Retired tulip farmer Klaas Buijsman sits between his wife and the Utah doctor who saved his life, flipping through photos. He particularly likes the one of his granddaughter, Ella, born back home in Holland "when I was dying here."
An American vacation in 2006 is not one Buijsman or his wife, Ineke, are likely to forget. They saw Las Vegas and, purely by happenstance, traveled toward Utah, stopping to admire Canyonlands before heading to mountain country. That's when he got sick, ending up in the Panguitch hospital, where "everyone was nice to me, but they knew they were in over their heads."
An ambulance took him to Dixie Medical Center in St. George, where a scary diagnosis was made: He had an infected, ruptured thoracic aortic aneurysm.
Its nickname is Death.
He remembers only snapshots of the early hospitalizations, telling his story, his wife jokes, with "hearsay." He arrived, by air ambulance, at LDS Hospital, where Dr. Douglas Wirthlin, a vascular surgeon, told him he had less than a 50 percent chance of surviving surgery but that it was his only hope.
"I've kissed my wife," Wirthlin remembers his quiet patient saying. "I've said goodbye to her. Let's go do surgery."
Over the next several hours, Wirthlin, general surgery resident Dr. Brian Reuben and others would try to change the tulip farmer's future.

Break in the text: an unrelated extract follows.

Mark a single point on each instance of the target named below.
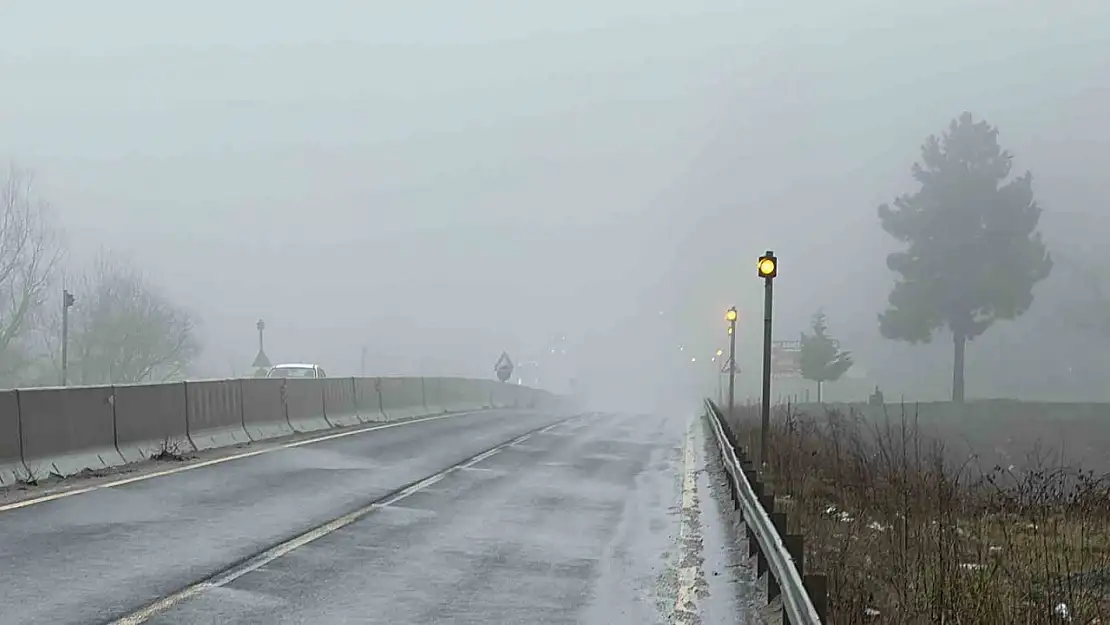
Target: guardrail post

"It's a rare, extremely complicated problem," said Wirthlin, who remembers not meeting his patient until just before surgery because he was plotting the intricacies of the operation as he looked at the disaster depicted in the medical images. Thoracic aortic aneurysms are rare, afflicting one or two out of 100,000. One ruptured by infection was catastrophic. Wirthlin had to figure out how to cut out the damage, remove all the infection and replace that artery with a cloth tube in such a way that it would not itself become infected.
They opened his chest at 3 a.m. and worked for several hours. When they were done and it all looked good Wirthlin said a long journey was still ahead. Healing would require weeks of hospitalization, and because Buijsman lived continents away, he'd have to be triply safe to travel. And Wirthlin needed reassurance there would be adequate care close back home. It took a week or so of the monthlong hospitalization to make the arrangements.
Not many people survive the condition, Wirthlin says. And after the operation, he and Buijsman became pen pals, checking in by e-mail periodically.
The Utah doctors believe the infection was the result of extensive dental work that Buijsman had undergone some months before. He wasn't feeling well. He and his wife decided that an American vacation would make him feel better.
Today, they laugh about that with the doctor. It did, but not the way they expected. Holland doctors have assured Buijsman he likely would have died had it ruptured back home
First, he says, came healing. Comfortable at home, new grandbaby in his arms, he felt a growing realization that he'd left something unfinished in Utah. So this week, he and his wife took a detour from yet another American vacation ("People are nice. I like Americans") and headed back to Salt Lake to say thanks.
On Thursday morning, as he toured the new Intermountain Medical Center, where many of his caregivers now work, he was greeted like an old friend by some of the nurses and social workers who got to know him during his monthlong "vacation." It feels, he notes, "like being back with family."
Then it was across town and up the hill to LDS Hospital, where he presented Wirthlin with a pair of genuine, not tourist, wooden shoes, "just like Holland farmers wear."